Gaudi’s work has greatly influenced the face of Barcelona architecture and you’ll see stunning examples all around the city centre. A visit to Gaudi’s visual and colourful Guell Park and the remarkable La Sagrada Familia is a must.
Primary influences for his creativity are reflected in the use of the naturally curved construction stones, twisted iron sculptures, organic-like shapes, and colour – all of which are characteristic traits of Gaudí’s architecture.
Barcelona is Spain’s second largest city and steeped in a rich history. It’s the capital of the autonomous community of Catalonia, the fiercely independent ‘nation’ within Spain which has its own language, flag and customs, and a total population of around 7.5 million people. The locals are very friendly and will make you feel welcome to the city.
Nowadays comprising four provinces (Barcelona, Girona, Lleida and Tarragona), and bordering France and Andorra to the north and the Mediterranean Sea to the east, ‘Catalonia’ was first mentioned historically in the 11th century, and at that time also included an area now part of southern France.
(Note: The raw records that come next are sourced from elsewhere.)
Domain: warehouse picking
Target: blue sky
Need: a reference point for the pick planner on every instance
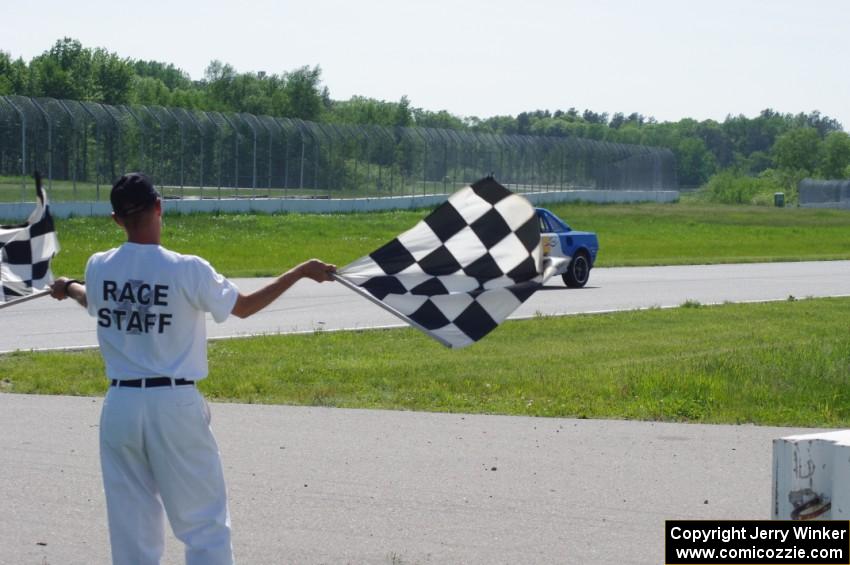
(662, 58)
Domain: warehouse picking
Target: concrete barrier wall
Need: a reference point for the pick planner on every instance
(20, 211)
(810, 477)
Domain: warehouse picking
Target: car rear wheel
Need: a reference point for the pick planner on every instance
(578, 272)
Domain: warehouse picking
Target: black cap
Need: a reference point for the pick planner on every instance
(132, 193)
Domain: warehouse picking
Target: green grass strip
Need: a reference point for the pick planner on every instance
(782, 363)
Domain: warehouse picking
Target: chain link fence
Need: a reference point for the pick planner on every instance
(82, 147)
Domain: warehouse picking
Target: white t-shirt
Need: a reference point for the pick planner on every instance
(150, 303)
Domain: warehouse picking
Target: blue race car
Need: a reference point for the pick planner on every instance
(578, 247)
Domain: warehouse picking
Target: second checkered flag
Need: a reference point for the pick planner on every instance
(463, 269)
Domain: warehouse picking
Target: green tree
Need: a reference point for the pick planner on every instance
(835, 155)
(112, 78)
(64, 71)
(694, 161)
(303, 93)
(798, 149)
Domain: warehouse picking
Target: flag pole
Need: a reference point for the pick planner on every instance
(365, 294)
(32, 296)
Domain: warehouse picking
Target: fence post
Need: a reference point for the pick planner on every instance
(49, 143)
(235, 150)
(143, 132)
(201, 134)
(71, 117)
(182, 150)
(96, 152)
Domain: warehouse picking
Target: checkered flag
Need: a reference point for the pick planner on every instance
(462, 270)
(26, 251)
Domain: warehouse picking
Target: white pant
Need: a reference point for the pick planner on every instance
(157, 452)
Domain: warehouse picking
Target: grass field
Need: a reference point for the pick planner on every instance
(241, 245)
(722, 364)
(782, 363)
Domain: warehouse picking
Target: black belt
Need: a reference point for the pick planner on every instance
(152, 382)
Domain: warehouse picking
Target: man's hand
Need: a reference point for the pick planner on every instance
(249, 304)
(63, 288)
(317, 270)
(57, 289)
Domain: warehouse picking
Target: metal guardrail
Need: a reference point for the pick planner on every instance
(84, 146)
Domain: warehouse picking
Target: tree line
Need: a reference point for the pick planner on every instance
(735, 160)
The people of Barcelona proudly uphold Catalonia’s traditions and, indeed, the first language in Barcelona is Catalan rather than Spanish.
A holiday to this most interesting part of Spain could also include a panoramic coach tour of Barcelona and a guided walking tour of the old town; as well as excursions to the Benedictine monastery of Montserrat, the symbolic heart of Catalonia, and for those who appreciate the surrealist art movement, visit Figueres, the home town of Salvador Dalí.
Topped off with its own beaches, Barcelona really has it all for those who are looking for more than just a sunny holiday.